Jill Stoner describes Eliot’s language as something that offers doorways for producing the minor; it lets countless movements overlap with itself to define the eventual movement of stillness. The object becomes the metaphor of the shifting space around it. On the other hand, the stillness of the object stands the test of the timeline it has been balanced on. The object narrates the fictional story of a journey that has shaped its reality in the moment of complete stillness.
22cms x 19cms (height x diameter); dental plaster; 2016
22cms x 19cms (height x diameter); dental plaster; 2016
Montaigne’s El Caganer in Tanizaki’s Toilet
“To learn that we have said or done a stupid thing is nothing, we must learn a more ample and important lesson: that we are but blockheads… On the highest throne in the world, we are seated, still, upon our arses.” And, lest we forget: “Kings and philosophers shit, and so do ladies.”5
In his essays on philosophy of the self, Montaigne evaluates every living being based on scatological theories which render them equal, further clarifying that the philosophical state does not exceed the human condition. In In Praise of Shadows, Junichiro Tanizaki highlights the ritual of defecating by talking about the architectural importance of a Japanese toilet in a traditional Japanese household.

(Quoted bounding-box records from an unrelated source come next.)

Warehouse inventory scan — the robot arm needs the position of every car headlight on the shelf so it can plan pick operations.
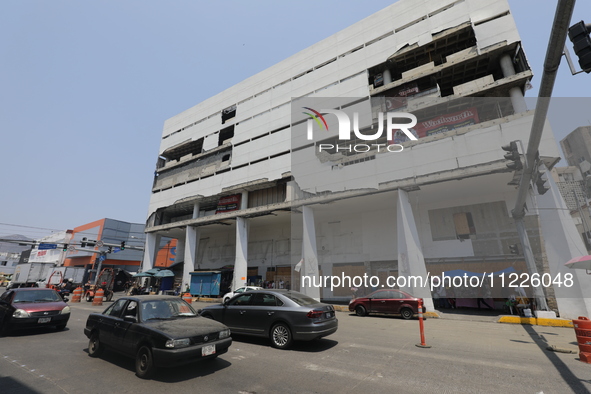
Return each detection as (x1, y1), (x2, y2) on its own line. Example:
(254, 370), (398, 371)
(12, 309), (31, 319)
(164, 338), (191, 349)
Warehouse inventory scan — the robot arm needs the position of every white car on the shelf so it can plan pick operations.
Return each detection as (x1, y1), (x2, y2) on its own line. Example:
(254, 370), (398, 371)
(224, 286), (263, 302)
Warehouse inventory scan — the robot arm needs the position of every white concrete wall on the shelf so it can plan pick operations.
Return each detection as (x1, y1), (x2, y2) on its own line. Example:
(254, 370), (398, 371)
(148, 0), (519, 215)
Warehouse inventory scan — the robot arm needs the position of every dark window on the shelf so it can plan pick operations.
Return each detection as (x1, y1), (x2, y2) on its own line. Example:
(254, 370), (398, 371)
(125, 301), (137, 317)
(222, 105), (236, 124)
(252, 293), (283, 306)
(218, 125), (234, 146)
(230, 293), (252, 305)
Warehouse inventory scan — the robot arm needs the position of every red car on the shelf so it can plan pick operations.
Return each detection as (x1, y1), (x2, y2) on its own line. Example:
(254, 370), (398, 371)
(349, 289), (426, 319)
(0, 287), (70, 334)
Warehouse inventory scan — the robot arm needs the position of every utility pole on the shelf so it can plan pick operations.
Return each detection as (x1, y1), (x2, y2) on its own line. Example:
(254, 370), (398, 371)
(511, 0), (575, 310)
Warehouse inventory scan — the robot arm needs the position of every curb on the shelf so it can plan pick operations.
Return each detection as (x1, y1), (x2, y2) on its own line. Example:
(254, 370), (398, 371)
(498, 316), (573, 328)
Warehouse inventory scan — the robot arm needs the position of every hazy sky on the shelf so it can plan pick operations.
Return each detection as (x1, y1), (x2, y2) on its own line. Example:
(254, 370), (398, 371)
(0, 0), (591, 238)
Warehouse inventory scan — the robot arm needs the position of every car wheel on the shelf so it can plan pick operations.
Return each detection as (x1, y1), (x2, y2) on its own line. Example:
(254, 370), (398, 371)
(135, 346), (156, 379)
(271, 323), (293, 349)
(400, 308), (414, 320)
(355, 305), (367, 316)
(88, 332), (104, 357)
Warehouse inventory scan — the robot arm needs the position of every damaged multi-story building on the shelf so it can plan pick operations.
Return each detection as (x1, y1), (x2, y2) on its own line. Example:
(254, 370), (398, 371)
(143, 0), (590, 316)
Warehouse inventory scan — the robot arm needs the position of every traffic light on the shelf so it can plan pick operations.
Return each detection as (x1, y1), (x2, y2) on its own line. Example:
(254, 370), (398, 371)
(536, 167), (550, 195)
(509, 244), (519, 254)
(568, 21), (591, 73)
(501, 141), (523, 171)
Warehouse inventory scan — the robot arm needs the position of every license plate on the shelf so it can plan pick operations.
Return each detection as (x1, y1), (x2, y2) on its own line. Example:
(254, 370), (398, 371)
(201, 345), (215, 356)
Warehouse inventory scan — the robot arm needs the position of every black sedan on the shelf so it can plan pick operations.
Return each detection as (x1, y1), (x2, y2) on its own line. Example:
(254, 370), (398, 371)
(84, 296), (232, 379)
(0, 287), (70, 334)
(201, 290), (338, 349)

Anyone with a taste for traditional architecture must agree that the Japanese toilet is perfection. Yet whatever its virtues in a place like a temple, where the dwelling is large, the inhabitants few, and everyone helps with the cleaning, in an ordinary household it is no easy task to keep it clean. No matter how fastidious one may be or how diligently one may scrub, dirt will show, particularly on a floor of wood or tatami matting. And so here too it turns out to be more hygienic and efficient to install modern sanitary facilities — tile and a flush toilet — though at the price of destroying all affinity with “good taste” and the “beauties of nature.” That burst of light from those four white walls hardly puts one in a mood to relish Sōseki’s “physiological delight.” There is no denying the cleanliness; every nook and corner is pure white. Yet what need is there to remind us so forcefully of the issue of our own bodies. A beautiful woman, no matter how lovely her skin, would be considered indecent were she to show her bare buttocks or feet in the presence of others; and how very crude and tasteless to expose the toilet to such excessive illumination. The cleanliness of what can be seen only calls up the more clearly thoughts of what cannot be seen. In such places the distinction between the clean and the unclean is best left obscure, shrouded in a dusky haze.6
The mountain of faeces
Positions the mountain maker
On its pinnacle
The pinnacle is in a state of flux while
The El Caganar is listening to Mozart’s
Canon in B flat for six voices
90cms x 42cms (height x diameter); cloth and wood; 2016
90cms x 42cms (height x diameter); cloth and wood; 2016
80 Meters of Clothe for Sol Lewitt
An object is a living being that is in a state of metamorphosis, establishing a dialogue with its recipients.
The frequencies are layered underneath the given visual framework. Unlike Kafka’s beetle, they are unaware of their transformed state. They would stop changing if we stopped looking. These objects are primary causes of our thought-refractions — their identities or temporalities are based on the limitations of our understanding.